Cationic Covalent‐Organic Framework as Efficient Redox Motor for High‐Performance Lithium–Sulfur Batteries

Abstract The shuttle effect of soluble lithium polysulfides (LiPSs) leads to the rapid decay of sulfur cathode, severely hindering the practical applications of lithium‐sulfur (Li‐S) batteries. To this point, a covalent‐organic framework (COF) with proper cationic sites, which can be utilized as the cathode host of high‐performance Li–S batteries, is reported. The chemical sulfur anchoring within micropores effectively suppresses the dissolution of LiPSs into the electrolyte.
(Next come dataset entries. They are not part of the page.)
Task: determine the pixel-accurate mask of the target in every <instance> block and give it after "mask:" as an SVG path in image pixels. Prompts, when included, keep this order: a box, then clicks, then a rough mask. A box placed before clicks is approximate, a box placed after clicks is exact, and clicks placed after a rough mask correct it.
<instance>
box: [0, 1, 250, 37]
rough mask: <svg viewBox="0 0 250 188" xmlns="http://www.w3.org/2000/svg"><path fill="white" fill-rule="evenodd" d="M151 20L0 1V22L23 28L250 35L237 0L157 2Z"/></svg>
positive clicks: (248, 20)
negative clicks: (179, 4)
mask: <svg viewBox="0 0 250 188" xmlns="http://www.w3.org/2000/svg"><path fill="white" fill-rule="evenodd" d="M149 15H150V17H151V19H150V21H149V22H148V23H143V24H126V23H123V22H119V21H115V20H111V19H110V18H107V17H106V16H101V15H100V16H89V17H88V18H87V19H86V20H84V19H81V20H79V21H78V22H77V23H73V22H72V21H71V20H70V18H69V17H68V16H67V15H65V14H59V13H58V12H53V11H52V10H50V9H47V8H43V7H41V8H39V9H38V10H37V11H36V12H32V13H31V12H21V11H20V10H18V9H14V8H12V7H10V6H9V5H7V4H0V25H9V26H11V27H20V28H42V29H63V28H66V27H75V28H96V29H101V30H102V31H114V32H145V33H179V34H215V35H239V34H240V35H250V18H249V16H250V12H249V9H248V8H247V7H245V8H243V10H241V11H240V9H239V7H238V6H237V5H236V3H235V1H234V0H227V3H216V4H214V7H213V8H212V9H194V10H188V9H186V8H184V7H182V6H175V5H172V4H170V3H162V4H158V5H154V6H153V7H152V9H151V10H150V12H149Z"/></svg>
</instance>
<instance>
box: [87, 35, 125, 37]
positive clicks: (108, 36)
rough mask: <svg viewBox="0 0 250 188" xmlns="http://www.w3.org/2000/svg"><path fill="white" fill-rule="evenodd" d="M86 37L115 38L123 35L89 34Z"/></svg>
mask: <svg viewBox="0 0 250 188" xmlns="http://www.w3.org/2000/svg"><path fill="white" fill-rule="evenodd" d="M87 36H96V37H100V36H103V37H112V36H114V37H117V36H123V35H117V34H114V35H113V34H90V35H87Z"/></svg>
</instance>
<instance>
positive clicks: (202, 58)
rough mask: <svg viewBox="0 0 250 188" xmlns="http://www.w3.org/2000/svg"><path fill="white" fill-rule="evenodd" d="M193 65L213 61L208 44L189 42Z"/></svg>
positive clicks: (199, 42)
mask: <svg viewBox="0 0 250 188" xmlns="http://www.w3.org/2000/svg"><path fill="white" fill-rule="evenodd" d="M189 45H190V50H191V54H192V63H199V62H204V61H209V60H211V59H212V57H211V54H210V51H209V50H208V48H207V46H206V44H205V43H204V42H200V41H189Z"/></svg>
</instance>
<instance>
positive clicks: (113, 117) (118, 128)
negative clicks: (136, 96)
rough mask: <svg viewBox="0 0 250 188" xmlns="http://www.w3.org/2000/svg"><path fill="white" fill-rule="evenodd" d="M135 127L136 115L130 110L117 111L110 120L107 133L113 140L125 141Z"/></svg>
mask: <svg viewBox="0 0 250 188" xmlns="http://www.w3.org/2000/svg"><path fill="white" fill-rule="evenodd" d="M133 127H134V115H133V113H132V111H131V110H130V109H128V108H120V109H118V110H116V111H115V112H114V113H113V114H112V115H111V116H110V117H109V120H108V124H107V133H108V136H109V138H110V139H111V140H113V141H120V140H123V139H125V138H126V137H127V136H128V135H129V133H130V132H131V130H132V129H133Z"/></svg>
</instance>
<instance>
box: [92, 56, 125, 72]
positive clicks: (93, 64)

During the discharge step, the cationic sites can accept electrons from anode and deliver them to polysulfides to facilitate the polysulfides' disintegration. Meanwhile, the cationic sites can receive electrons from polysulfides and then send them to the anode during the charge process, which promotes the polysulfides oxidation. Thus, both experiments and computational modeling show that the cationic COF can effectively inhibit the shuttle effect of LiPSs and improve the batteries' performances. Compared with electrically neutral COFs, the cationic COF‐based batteries show much better cycling stability even at high current density, for instance, a high specific capacity of 468 mA h g −1 is retained after 300 cycles at a current density of 4.0 C.